- Born: Irik Gatiyatulovich Zhdanov 20 October 1934
- Died: 7 August 2022 (aged 87) Orenburg, Russia
- Occupation: Boxing coach

= Irik Zhdanov =

Russian boxing coach (1934–2022)

Irik Gatiyatulovich Zhdanov (Ирик Гатиятулович Жданов; 20 October 1934 – 7 August 2022) was a Russian boxing coach.

== Biography ==
Zhdanov began to box at the age of fourteen. He became a member of the Dynamo Sports Club in 1948. Zhdanov served in the Soviet Army at the age of eighteen, where he later worked as a coach. He enlisted males at the Zaural Grove, later conducted coaching in Lenin Garden, Ufa. When he coached them, they won and Zhdanov had received an invitation to begin work at a sports school.
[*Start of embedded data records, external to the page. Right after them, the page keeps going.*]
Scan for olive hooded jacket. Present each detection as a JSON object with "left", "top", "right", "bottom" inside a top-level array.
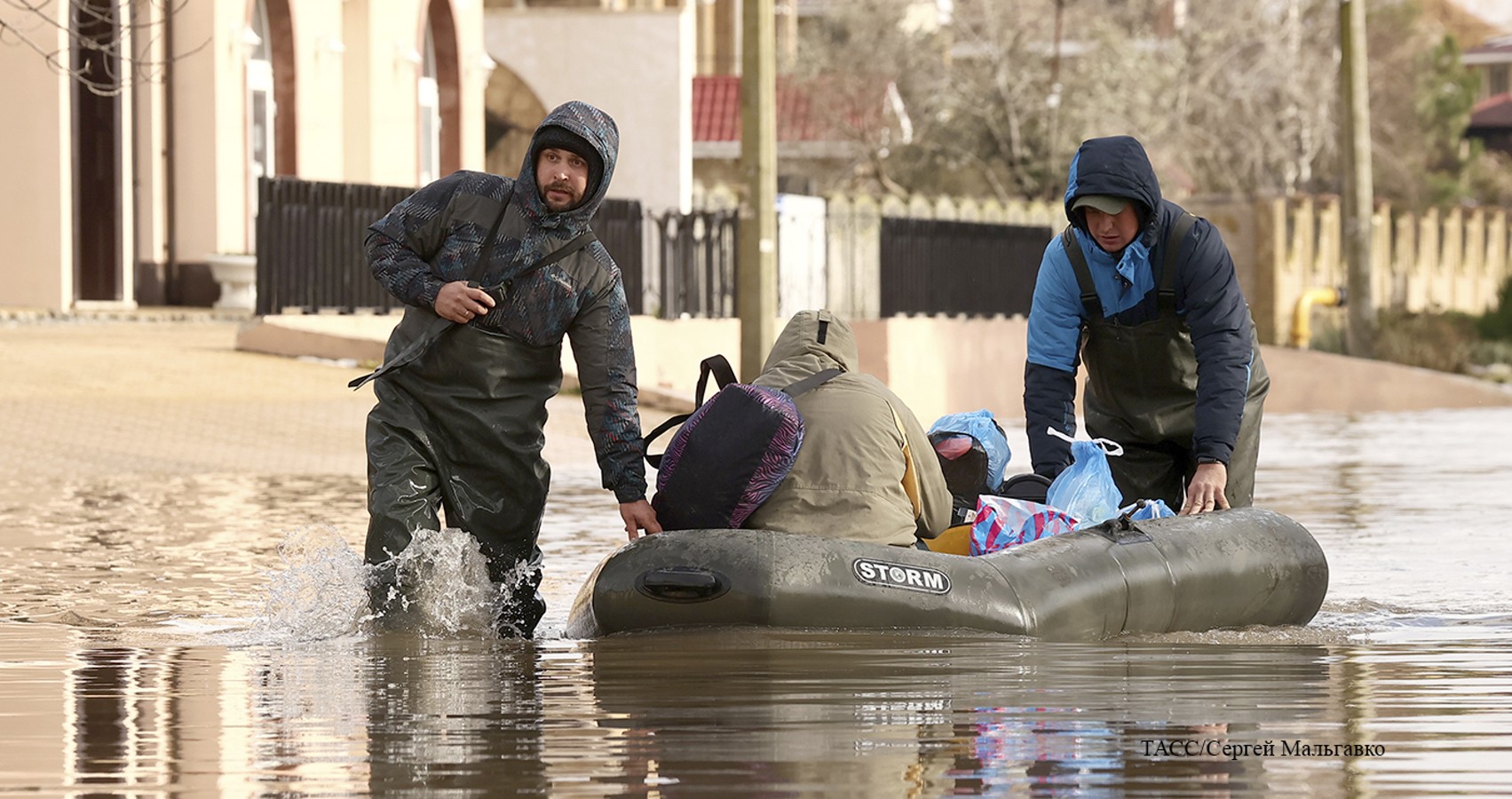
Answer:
[{"left": 746, "top": 310, "right": 951, "bottom": 546}]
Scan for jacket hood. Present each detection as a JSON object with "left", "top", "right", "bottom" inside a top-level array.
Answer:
[
  {"left": 1066, "top": 136, "right": 1160, "bottom": 238},
  {"left": 757, "top": 310, "right": 860, "bottom": 387},
  {"left": 514, "top": 100, "right": 620, "bottom": 233}
]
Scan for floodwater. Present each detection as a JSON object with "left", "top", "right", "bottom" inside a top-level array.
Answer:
[{"left": 0, "top": 408, "right": 1512, "bottom": 797}]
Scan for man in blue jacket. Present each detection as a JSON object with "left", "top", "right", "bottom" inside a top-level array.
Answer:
[{"left": 1024, "top": 136, "right": 1271, "bottom": 515}]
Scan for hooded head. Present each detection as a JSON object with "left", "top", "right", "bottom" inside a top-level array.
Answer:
[
  {"left": 756, "top": 310, "right": 860, "bottom": 387},
  {"left": 516, "top": 100, "right": 620, "bottom": 230},
  {"left": 1066, "top": 136, "right": 1160, "bottom": 241}
]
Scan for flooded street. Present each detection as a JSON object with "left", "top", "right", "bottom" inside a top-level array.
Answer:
[{"left": 0, "top": 372, "right": 1512, "bottom": 797}]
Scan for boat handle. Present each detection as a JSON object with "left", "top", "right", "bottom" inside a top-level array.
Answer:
[{"left": 635, "top": 566, "right": 731, "bottom": 602}]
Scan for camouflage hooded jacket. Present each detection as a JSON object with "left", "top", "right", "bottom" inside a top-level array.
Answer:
[{"left": 366, "top": 101, "right": 645, "bottom": 502}]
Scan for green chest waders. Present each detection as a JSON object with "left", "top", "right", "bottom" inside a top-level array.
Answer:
[
  {"left": 366, "top": 317, "right": 563, "bottom": 636},
  {"left": 360, "top": 206, "right": 596, "bottom": 637},
  {"left": 1063, "top": 213, "right": 1271, "bottom": 510}
]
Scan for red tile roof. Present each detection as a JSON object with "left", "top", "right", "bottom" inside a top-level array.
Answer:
[{"left": 693, "top": 75, "right": 884, "bottom": 142}]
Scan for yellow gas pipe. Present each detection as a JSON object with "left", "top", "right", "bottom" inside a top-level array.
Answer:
[{"left": 1291, "top": 286, "right": 1344, "bottom": 350}]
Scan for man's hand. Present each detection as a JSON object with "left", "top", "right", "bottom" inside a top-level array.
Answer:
[
  {"left": 620, "top": 500, "right": 661, "bottom": 541},
  {"left": 435, "top": 280, "right": 493, "bottom": 324},
  {"left": 1181, "top": 463, "right": 1228, "bottom": 516}
]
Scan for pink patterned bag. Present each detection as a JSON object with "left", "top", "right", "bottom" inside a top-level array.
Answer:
[{"left": 970, "top": 494, "right": 1077, "bottom": 556}]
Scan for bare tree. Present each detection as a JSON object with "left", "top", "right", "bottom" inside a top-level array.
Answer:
[
  {"left": 803, "top": 0, "right": 1504, "bottom": 206},
  {"left": 0, "top": 0, "right": 210, "bottom": 97}
]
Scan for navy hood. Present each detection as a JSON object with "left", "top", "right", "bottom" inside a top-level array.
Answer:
[
  {"left": 1066, "top": 136, "right": 1160, "bottom": 243},
  {"left": 514, "top": 100, "right": 620, "bottom": 234}
]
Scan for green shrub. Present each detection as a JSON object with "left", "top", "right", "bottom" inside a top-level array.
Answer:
[{"left": 1476, "top": 277, "right": 1512, "bottom": 341}]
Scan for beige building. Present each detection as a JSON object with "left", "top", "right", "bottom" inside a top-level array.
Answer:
[{"left": 0, "top": 0, "right": 493, "bottom": 310}]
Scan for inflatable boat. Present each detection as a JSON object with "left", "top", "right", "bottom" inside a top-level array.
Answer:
[{"left": 566, "top": 509, "right": 1327, "bottom": 640}]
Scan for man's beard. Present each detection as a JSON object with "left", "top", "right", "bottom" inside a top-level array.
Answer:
[{"left": 542, "top": 182, "right": 582, "bottom": 210}]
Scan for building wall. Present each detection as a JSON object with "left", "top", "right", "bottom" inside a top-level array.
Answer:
[
  {"left": 484, "top": 3, "right": 694, "bottom": 210},
  {"left": 0, "top": 3, "right": 74, "bottom": 309},
  {"left": 0, "top": 0, "right": 488, "bottom": 310}
]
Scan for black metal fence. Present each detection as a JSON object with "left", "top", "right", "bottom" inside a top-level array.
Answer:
[
  {"left": 257, "top": 177, "right": 643, "bottom": 315},
  {"left": 257, "top": 177, "right": 1052, "bottom": 320},
  {"left": 882, "top": 217, "right": 1054, "bottom": 318},
  {"left": 652, "top": 210, "right": 740, "bottom": 320}
]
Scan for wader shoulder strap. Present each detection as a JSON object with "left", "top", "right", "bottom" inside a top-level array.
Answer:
[
  {"left": 1160, "top": 212, "right": 1198, "bottom": 316},
  {"left": 1060, "top": 225, "right": 1102, "bottom": 320},
  {"left": 781, "top": 369, "right": 845, "bottom": 397}
]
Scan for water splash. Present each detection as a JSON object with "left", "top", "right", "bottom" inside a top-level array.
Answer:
[
  {"left": 372, "top": 528, "right": 507, "bottom": 636},
  {"left": 243, "top": 526, "right": 514, "bottom": 643},
  {"left": 252, "top": 526, "right": 368, "bottom": 642}
]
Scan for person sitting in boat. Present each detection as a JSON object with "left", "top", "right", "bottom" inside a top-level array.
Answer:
[
  {"left": 1024, "top": 136, "right": 1271, "bottom": 515},
  {"left": 744, "top": 310, "right": 951, "bottom": 546}
]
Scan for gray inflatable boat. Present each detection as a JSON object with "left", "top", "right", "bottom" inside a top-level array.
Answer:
[{"left": 566, "top": 509, "right": 1327, "bottom": 640}]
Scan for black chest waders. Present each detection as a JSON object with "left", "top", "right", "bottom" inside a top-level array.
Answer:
[
  {"left": 362, "top": 200, "right": 593, "bottom": 637},
  {"left": 1062, "top": 213, "right": 1271, "bottom": 510}
]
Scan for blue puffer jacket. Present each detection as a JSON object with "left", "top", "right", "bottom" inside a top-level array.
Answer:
[{"left": 1024, "top": 136, "right": 1254, "bottom": 475}]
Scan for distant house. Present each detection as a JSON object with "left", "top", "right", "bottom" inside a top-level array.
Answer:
[
  {"left": 1462, "top": 36, "right": 1512, "bottom": 153},
  {"left": 693, "top": 75, "right": 914, "bottom": 194}
]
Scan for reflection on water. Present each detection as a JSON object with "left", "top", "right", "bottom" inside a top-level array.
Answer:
[{"left": 0, "top": 410, "right": 1512, "bottom": 796}]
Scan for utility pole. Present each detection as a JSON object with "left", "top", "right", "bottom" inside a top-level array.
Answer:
[
  {"left": 735, "top": 0, "right": 777, "bottom": 383},
  {"left": 1338, "top": 0, "right": 1376, "bottom": 357}
]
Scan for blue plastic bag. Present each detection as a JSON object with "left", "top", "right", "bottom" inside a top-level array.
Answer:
[
  {"left": 1045, "top": 428, "right": 1123, "bottom": 526},
  {"left": 1119, "top": 500, "right": 1176, "bottom": 522}
]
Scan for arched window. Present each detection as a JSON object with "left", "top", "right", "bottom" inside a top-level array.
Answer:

Zhdanov had previously boxed while serving in the army, but had suffered from a head injury. He decided to coach after the injury. Zhdanov attended the Omsk Institute of Physical Culture, later graduating in 1959. He moved to Orenburg with the title name "Master of Sports". Zhdanov was occupied teaching law enforcement officers. He had many students become world championships boxers. He was honored with the Medal of the Order "For Merit to the Fatherland" in the 2nd class. On 25 February 2015, Zhdanov was honored as an honorary citizen of Orenburg.

Zhdanov died in August 2022 in Orenburg, at the age of 87.